The Dutch pension system has three pillars:
- a flat-rate state pension (AOW) related to the minimum wage and financed via payroll taxes,
- occupational pension schemes which are capital-funded, and
- individual saving schemes.
First pillar: state pension
The state pension (AOW) starting age is gradually going up from 65 to 67 in 2024. Every person residing in The Netherlands is eligible for AOW, but a full benefit only applies after residing in The Netherlands for 50 years. Singles receive approximately € 15.000, partners receive over € 10.000 each (per year, gross amounts).

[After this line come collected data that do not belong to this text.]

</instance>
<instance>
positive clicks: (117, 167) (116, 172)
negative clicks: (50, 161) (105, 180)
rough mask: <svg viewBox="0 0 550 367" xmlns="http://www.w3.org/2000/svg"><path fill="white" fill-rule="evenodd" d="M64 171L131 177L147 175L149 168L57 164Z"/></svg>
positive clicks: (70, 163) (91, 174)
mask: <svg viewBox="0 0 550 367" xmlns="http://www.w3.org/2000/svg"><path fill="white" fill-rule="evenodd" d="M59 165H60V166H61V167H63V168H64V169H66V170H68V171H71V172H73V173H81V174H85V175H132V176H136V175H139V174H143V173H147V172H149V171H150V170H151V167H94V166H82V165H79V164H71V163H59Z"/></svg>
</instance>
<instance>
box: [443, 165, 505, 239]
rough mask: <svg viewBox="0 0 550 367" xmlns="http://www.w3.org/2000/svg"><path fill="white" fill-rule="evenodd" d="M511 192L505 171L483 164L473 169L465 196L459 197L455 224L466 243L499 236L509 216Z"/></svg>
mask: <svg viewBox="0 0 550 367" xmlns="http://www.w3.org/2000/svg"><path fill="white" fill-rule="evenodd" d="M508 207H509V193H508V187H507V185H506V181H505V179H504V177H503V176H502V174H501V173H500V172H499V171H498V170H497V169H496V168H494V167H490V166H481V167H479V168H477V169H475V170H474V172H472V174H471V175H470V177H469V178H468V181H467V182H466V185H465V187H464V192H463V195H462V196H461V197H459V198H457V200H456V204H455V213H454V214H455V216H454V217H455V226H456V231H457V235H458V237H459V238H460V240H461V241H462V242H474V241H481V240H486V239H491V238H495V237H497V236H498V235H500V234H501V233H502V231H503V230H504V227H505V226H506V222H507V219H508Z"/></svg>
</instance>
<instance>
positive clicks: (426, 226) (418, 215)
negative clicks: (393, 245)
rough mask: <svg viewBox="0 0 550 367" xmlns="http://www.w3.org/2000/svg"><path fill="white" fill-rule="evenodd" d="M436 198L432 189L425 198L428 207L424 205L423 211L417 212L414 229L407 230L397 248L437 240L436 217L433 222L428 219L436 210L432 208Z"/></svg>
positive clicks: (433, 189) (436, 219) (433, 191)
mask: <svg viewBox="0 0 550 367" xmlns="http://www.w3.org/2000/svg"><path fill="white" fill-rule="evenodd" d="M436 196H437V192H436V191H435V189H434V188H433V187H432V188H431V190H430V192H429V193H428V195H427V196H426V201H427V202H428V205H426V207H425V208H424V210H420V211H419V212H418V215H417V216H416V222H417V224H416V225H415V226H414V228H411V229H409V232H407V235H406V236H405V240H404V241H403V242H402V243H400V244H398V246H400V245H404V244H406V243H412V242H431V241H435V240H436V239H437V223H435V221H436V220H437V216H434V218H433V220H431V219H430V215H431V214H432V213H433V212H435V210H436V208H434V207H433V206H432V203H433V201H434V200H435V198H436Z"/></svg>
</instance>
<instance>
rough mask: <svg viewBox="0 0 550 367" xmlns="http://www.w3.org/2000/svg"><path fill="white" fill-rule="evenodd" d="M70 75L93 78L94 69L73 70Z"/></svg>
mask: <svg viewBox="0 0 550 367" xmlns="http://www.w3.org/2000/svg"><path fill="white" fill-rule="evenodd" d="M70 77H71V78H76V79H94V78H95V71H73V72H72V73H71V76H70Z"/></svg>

Second pillar: occupational pension schemes
Many enterprises are obliged to enroll their employees in a pension scheme provided by the pension fund in the enterprise’s branch of industry. If that does not apply, the enterprise has no obligation to offer a pension scheme, but most will. Company pension funds mostly offer defined benefit plans based on career average pay. More and more enterprises offer defined contribution plans based on individual investments, with compulsory participation provided by an insurance company or PPI. The ambition of most pension plans is to offer a retirement income of 75% of the career average earnings (plus indexation, depending on the scheme) after 40 years of service.
Third pillar: private provisions
There is tax exemption for contributions to third pillar provisions for people who do not accrue pension in the 2nd pillar or who only accrue a low pension. Bank savings and annuities are the most popular solutions for third pillar provisions.